The Weak Event Pattern is Dangerous

Summary

This article describes the motivation for the “weak event” pattern and explains some dangers associated with using it. Briefly: a weak event manager will not be able to differentiate between subscribers that are active and “in use” and subscribers that are out of scope, garbage collectable but not yet garbage collected. Such subscribers will have their event handler (or message handler) invoked even after they become garbage collectable (but not yet collected) and that can cause unexpected side effects.

Source code demonstrating this issue can be found at https://github.com/ladimolnar/Samples/tree/master/Sources/WeakEvents

The birth and death of a .NET object

The life cycle of an object in .NET has a quite a few complicated details. Fortunately, in most situations, these details can be ignored and a much simpler model can be assumed. There are some cases however when the complexity of what goes on under the hood in .NET matters. In those cases, not knowing the details can surprise you in ways that will negatively impact your application. We are going to look at one of those cases and it has to do with zombies.
When I think about the life cycle of a .NET object (a reference type) this is the simplified model that I normally have in mind:

  • The object is instantiated using the new keyword.
  • The object goes through a period when it is in use. That means the object can be accessed from somewhere in the code. Even if you don’t do anything with it, as far as .NET is concerned, if the object can be accessed by your code then it is in use.
  • The object is no longer in use. That means the object can no longer be accessed from any place in the code. Think a local variable that goes out of scope or a class instance after there are no longer any references pointing to it.

Zombies

If you want to go beyond this simple model, the best way to learn more is to learn about the garbage collector in .NET. Any good resource on that subject will teach you what you need to know about the life cycle of an object. There is one particular aspect of that life cycle that we’ll look at. There is a time interval after an object is no longer accessible from anywhere in the code and before the memory for that object is reclaimed by the framework.  Reclaiming the memory for that object is done by the Garbage Collector. In other words, there is a time interval after the object becomes garbage collectable and before the object is actually garbage collected. In that time interval the object still exist but it is not quite “alive”. An object in this state is sometimes referred to as a zombie object.

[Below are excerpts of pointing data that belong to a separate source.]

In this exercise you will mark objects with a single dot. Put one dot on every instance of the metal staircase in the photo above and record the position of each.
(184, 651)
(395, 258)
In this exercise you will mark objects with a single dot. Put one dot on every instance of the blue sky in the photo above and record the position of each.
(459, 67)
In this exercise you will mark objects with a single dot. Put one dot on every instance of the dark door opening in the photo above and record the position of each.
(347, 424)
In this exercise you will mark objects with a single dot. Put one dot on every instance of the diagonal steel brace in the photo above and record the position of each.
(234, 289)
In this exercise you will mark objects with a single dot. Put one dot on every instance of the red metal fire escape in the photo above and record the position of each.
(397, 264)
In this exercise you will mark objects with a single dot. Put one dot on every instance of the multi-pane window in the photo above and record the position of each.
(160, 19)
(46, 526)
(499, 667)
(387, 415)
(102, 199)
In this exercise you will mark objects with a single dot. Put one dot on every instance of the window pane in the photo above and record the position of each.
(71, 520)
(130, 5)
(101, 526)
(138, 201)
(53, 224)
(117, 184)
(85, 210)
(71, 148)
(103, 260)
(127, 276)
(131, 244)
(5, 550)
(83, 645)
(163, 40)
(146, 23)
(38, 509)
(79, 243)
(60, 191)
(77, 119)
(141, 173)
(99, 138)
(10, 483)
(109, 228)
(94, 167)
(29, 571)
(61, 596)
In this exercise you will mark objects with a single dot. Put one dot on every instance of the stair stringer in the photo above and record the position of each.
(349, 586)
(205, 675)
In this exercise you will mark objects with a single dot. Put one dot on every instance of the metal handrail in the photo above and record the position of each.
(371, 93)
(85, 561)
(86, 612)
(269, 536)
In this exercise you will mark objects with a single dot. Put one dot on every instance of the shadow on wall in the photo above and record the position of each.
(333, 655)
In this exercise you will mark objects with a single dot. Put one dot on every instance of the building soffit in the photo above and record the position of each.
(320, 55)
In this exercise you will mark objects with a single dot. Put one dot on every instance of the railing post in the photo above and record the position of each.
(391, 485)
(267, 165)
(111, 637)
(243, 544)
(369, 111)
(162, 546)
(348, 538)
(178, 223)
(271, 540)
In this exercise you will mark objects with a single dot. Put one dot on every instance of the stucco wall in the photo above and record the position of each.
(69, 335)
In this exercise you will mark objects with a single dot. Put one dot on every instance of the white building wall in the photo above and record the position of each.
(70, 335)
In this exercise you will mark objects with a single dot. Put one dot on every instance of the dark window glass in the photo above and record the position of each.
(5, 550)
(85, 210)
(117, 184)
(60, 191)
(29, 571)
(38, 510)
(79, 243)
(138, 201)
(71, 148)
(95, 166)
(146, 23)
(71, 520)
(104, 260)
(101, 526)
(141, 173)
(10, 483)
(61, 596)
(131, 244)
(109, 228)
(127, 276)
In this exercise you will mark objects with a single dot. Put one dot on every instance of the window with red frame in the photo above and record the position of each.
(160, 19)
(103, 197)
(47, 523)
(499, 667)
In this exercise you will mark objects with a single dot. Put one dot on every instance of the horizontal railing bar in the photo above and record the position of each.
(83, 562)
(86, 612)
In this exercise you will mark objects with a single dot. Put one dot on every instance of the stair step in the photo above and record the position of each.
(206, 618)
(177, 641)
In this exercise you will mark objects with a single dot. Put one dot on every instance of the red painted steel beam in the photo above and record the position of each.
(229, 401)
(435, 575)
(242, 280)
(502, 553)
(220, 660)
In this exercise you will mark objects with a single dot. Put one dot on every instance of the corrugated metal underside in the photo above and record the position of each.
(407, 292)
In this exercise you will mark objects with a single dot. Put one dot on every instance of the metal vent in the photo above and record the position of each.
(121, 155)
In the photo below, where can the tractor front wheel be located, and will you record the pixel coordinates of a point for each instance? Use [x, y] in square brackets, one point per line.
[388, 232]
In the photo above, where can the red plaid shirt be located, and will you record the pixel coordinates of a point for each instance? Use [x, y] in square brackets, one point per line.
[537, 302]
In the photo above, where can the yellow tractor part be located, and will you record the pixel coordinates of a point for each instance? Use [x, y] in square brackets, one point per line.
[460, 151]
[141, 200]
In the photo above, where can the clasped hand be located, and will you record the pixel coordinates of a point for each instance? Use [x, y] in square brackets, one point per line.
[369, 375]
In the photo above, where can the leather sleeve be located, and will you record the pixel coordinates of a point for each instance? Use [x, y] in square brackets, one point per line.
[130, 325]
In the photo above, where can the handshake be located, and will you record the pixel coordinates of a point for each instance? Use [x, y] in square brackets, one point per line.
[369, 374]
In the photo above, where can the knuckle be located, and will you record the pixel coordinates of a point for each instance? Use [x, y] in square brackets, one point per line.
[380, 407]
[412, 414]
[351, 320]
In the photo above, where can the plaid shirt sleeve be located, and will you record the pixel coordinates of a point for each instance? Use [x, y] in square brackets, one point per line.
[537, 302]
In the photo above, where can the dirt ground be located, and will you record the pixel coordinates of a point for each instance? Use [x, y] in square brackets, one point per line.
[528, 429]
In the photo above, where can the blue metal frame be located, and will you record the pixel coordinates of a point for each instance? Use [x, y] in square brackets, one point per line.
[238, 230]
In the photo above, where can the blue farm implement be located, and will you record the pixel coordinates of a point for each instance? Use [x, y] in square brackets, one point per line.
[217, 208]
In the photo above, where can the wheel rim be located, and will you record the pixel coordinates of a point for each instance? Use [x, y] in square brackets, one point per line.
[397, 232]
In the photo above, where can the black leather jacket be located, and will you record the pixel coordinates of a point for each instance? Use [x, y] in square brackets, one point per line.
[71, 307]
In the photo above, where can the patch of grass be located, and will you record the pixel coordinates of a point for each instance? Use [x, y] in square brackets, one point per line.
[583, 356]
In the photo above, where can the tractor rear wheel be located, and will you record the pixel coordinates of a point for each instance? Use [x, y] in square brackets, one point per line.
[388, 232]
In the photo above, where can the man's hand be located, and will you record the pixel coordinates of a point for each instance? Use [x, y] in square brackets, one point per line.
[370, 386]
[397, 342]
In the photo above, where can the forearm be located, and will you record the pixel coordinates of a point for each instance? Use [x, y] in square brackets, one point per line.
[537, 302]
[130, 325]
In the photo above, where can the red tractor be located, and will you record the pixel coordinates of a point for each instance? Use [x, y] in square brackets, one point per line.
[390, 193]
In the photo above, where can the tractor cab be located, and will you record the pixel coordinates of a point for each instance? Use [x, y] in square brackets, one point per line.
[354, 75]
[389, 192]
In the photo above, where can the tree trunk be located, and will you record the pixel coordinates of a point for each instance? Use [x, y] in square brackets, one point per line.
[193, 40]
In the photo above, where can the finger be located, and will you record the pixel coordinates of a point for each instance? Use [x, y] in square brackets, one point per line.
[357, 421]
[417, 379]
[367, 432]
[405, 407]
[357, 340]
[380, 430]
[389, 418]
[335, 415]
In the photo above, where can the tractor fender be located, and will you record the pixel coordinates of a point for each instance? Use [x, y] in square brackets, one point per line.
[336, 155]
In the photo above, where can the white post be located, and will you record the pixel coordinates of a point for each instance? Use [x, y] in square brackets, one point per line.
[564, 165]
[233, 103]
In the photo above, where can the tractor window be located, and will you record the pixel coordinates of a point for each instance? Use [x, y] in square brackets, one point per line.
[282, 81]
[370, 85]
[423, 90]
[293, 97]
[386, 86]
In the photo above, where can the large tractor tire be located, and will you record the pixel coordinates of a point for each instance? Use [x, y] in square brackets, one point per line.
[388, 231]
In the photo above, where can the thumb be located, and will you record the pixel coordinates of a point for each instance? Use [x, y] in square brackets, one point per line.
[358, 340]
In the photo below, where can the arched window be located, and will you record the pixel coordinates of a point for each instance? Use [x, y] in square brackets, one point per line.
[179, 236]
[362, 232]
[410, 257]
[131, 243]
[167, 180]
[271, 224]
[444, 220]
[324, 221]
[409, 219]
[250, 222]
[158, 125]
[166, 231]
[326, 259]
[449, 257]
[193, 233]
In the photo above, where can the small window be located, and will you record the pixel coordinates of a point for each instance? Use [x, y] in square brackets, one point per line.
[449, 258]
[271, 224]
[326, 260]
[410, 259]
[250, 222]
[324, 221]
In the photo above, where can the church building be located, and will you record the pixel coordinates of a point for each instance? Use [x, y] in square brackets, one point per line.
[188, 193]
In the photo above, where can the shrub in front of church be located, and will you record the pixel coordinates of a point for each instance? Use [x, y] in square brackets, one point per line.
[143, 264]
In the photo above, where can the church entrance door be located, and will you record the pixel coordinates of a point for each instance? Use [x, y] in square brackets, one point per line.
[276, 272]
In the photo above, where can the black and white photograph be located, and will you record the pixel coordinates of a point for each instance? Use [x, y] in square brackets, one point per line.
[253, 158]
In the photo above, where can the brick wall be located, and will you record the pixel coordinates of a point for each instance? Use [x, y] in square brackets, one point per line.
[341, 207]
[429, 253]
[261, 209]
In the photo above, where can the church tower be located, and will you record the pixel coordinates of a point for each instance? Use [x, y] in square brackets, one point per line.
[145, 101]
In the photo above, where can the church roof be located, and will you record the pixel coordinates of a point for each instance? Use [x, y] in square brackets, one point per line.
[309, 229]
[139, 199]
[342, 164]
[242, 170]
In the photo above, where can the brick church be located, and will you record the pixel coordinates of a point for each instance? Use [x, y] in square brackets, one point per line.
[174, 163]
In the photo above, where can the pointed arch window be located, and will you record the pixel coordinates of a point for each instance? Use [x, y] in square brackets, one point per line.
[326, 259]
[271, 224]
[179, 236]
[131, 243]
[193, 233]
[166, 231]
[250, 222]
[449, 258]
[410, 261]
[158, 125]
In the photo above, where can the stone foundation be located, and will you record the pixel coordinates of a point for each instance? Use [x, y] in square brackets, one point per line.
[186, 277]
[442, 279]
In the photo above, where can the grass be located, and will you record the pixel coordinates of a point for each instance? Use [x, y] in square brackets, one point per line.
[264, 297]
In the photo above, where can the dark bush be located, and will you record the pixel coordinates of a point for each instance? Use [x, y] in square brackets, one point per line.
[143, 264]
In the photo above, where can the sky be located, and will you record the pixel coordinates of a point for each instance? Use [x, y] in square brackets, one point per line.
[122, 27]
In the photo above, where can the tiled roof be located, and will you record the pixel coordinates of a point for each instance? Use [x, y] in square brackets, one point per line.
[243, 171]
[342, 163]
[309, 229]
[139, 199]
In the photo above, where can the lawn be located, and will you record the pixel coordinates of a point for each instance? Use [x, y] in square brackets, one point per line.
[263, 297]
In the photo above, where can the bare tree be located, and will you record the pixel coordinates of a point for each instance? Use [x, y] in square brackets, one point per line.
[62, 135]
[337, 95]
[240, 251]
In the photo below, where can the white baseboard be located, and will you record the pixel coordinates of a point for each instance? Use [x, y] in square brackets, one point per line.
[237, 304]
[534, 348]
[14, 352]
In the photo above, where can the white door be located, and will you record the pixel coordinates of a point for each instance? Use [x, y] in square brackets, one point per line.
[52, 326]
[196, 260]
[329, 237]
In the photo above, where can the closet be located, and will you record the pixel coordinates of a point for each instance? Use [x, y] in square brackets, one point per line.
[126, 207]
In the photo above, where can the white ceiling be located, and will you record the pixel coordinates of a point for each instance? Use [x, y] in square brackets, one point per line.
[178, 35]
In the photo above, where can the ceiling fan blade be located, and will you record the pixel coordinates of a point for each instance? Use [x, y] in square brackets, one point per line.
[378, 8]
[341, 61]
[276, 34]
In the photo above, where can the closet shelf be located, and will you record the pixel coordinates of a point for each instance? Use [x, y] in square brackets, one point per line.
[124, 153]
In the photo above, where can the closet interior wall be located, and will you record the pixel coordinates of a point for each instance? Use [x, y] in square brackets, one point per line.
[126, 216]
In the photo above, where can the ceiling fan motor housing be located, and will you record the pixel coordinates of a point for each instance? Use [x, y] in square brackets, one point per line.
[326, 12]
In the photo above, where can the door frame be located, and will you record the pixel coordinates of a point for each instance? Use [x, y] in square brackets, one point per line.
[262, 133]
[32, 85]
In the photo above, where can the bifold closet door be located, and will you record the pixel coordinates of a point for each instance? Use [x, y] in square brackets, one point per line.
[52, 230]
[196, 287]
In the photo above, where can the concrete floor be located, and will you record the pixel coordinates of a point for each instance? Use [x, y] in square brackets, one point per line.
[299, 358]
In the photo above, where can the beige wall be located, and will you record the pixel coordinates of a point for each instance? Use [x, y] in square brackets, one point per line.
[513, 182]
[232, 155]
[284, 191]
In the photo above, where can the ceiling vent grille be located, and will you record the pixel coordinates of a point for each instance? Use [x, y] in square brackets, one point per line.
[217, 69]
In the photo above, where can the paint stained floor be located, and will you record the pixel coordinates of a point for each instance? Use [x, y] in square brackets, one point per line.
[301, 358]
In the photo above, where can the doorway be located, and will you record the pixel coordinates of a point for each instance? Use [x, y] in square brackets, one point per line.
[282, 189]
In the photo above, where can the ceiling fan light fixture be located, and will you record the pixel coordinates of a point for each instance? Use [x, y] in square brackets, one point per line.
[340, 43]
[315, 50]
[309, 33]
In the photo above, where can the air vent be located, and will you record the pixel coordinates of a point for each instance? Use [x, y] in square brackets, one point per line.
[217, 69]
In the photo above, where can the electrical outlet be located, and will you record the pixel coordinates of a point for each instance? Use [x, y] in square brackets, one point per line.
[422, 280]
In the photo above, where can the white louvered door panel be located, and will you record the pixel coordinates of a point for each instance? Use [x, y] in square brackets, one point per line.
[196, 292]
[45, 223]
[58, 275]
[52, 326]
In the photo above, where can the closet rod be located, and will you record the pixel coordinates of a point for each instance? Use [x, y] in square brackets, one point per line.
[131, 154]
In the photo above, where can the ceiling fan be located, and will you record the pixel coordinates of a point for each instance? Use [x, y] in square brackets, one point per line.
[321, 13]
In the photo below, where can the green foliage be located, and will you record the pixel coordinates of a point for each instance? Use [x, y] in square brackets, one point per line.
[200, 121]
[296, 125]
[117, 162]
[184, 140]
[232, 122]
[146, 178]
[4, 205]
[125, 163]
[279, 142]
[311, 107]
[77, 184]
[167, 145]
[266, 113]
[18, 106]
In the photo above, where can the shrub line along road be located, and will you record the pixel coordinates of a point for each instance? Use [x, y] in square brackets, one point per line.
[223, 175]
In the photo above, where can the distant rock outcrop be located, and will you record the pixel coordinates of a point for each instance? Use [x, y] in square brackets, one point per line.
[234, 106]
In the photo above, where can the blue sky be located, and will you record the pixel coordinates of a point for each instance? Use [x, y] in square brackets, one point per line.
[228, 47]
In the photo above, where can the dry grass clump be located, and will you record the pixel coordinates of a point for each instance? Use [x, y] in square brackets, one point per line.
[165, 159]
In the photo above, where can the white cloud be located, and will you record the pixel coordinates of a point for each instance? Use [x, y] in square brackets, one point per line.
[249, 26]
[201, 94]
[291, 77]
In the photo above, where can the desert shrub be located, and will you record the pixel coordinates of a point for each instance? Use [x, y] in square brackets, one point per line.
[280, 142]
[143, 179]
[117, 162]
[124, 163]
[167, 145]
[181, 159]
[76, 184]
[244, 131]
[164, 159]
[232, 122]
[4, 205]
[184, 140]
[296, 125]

It is common that an object exists as a zombie for only a short period of time. That could be just until the Garbage Collector gets a chance to run next time. However, there is no set rule for how often the Garbage Collector runs. Basically it runs “when needed” and what that means is influenced by numerous factors. Also, just because the Garbage Collector runs, it does not mean that it will collect all garbage collectable (zombie) objects. The garbage collector makes a compromise between the need to keep the application memory set small and the need to run the garbage collection process as fast as possible. Some zombies will survive multiple garbage collections. In some cases, a zombie can last for a very long time – even for the remaining life of the application.

Resurrecting zombies

Why should you care about zombies? You shouldn’t of course. After all, you can no longer access the zombie object and as far as you are concerned the object is “gone”. That is, unless you are in possession of some magic that you can use to resurrect it. Then you should care.
That magic exists in the form of “weak references”. Sometimes that magic will be invoked on your behalf without you even realizing it and that is when complications can follow.
A weak reference in .NET is implemented by a class called WeakReference. A WeakReference can be used to reference another object in a way that will not prevent the garbage collector from reclaiming that object. If the referenced object becomes a zombie, the weak reference can resurrect it. Resurrecting a zombie means creating a regular (strong) reference to it. Since now there is a new reference to that object, as far as the Garbage Collector is concerned, the object is “in use” and no longer garbage collectable. Of course, after being resurrected, if all references to that object “go away” again, then the object will become a zombie again.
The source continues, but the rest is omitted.